A TORRE COLORIDA

   Estou lendo o livro de memórias de Jung. Deve ser meu sétimo ou oitavo livro do guru. Jung tem o poder de me liberar. Apesar do capítulo 3 me ter incomodado muito, onde ele fala das doenças de seus pacientes, o livro possui maravilhosas coincidências com minhas próprias experiências. Jung me convence porque o que ele viu foi visto por mim também. Antes de o conhecer. Bem antes. Ele valida as impressões que senti e as dores que não compreendi.
  Mas não estou escrevendo isto como comentário à obra. Quero apenas falar com você e com meu amigo Léo. O capítulo onde Jung descreve sua casa foi escrito especialmente para pessoas como Léo. Basta dizer que Jung construiu ao fim da vida uma Torre de Pedra. Com as próprias mãos. E que essa torre não tinha eletricidade ou água encanada. Tinha fogo, lampiões e um poço. Ele gostava de pensar que um antepassado seu, se lá surgisse, se sentiria em casa dentro daquela casa. A torre era o ambiente onde Jung era livre para ser ele. Onde seu eu número dois podia existir.
  Ele fala da necessidade de termos um canto só nosso. Onde ninguém pode entrar. Onde tudo é eu. Ele pintou as paredes com símbolos. Fez objetos. E ouviu o silêncio que dizia.
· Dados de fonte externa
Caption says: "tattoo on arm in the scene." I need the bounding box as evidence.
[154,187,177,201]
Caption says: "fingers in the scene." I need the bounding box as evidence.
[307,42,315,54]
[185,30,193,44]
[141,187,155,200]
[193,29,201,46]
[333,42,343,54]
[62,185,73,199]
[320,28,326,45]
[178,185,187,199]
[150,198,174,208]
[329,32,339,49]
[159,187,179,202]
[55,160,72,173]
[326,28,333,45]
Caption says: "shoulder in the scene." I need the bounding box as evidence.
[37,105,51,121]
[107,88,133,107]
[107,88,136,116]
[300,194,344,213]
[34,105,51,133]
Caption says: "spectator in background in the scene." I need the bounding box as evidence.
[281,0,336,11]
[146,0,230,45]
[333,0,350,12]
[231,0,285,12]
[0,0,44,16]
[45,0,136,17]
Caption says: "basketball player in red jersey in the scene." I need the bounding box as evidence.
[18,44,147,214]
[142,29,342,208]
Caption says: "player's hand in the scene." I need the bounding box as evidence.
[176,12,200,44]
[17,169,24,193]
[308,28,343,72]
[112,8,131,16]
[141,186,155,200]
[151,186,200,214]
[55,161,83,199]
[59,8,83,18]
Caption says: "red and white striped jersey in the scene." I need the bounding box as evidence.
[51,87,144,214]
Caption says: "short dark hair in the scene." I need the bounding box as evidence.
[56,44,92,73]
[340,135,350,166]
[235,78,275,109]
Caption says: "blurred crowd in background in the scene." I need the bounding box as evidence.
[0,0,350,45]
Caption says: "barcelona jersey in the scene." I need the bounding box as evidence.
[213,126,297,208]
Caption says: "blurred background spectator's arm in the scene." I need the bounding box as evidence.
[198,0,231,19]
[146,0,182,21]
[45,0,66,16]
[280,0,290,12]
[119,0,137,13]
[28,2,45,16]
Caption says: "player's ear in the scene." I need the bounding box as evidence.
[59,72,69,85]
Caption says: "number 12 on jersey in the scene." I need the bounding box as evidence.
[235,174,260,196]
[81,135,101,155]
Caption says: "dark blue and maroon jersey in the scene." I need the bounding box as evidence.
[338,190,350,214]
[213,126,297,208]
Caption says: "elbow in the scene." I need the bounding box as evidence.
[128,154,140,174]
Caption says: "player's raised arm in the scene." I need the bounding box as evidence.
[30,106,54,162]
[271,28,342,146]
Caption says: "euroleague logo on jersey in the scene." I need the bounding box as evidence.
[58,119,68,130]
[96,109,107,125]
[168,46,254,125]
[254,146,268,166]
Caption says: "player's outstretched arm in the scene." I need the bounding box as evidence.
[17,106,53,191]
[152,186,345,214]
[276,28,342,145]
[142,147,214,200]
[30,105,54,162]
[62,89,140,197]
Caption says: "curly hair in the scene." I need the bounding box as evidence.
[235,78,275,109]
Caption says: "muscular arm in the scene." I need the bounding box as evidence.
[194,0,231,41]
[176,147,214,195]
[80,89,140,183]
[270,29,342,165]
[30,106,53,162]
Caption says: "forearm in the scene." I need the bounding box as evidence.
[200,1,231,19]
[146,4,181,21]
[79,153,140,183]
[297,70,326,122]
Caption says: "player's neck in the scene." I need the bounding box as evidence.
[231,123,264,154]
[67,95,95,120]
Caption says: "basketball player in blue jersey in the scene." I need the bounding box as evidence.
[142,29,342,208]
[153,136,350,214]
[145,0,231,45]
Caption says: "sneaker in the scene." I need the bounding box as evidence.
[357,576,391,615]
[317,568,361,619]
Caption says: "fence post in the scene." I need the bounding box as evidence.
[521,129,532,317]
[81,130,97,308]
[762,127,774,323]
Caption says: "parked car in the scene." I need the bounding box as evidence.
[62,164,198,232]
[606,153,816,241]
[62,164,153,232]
 Eu tive dois cantos meus. E faz vinte anos que os perdi. O primeiro foi o porão da casa onde nasci. Cheio de teias, insetos, trapos, móveis velhos, rachaduras e vidros quebrados. E o segundo foi meu quarto número dois. O "quarto da bagunça". Onde ninguém entrava. Onde rabisquei peixes, plantas e sóis nas paredes. Onde eu cantava, dançava, pulava, gritava e dormia com meus cães. Foi minha torre. Minha Torre Colorida.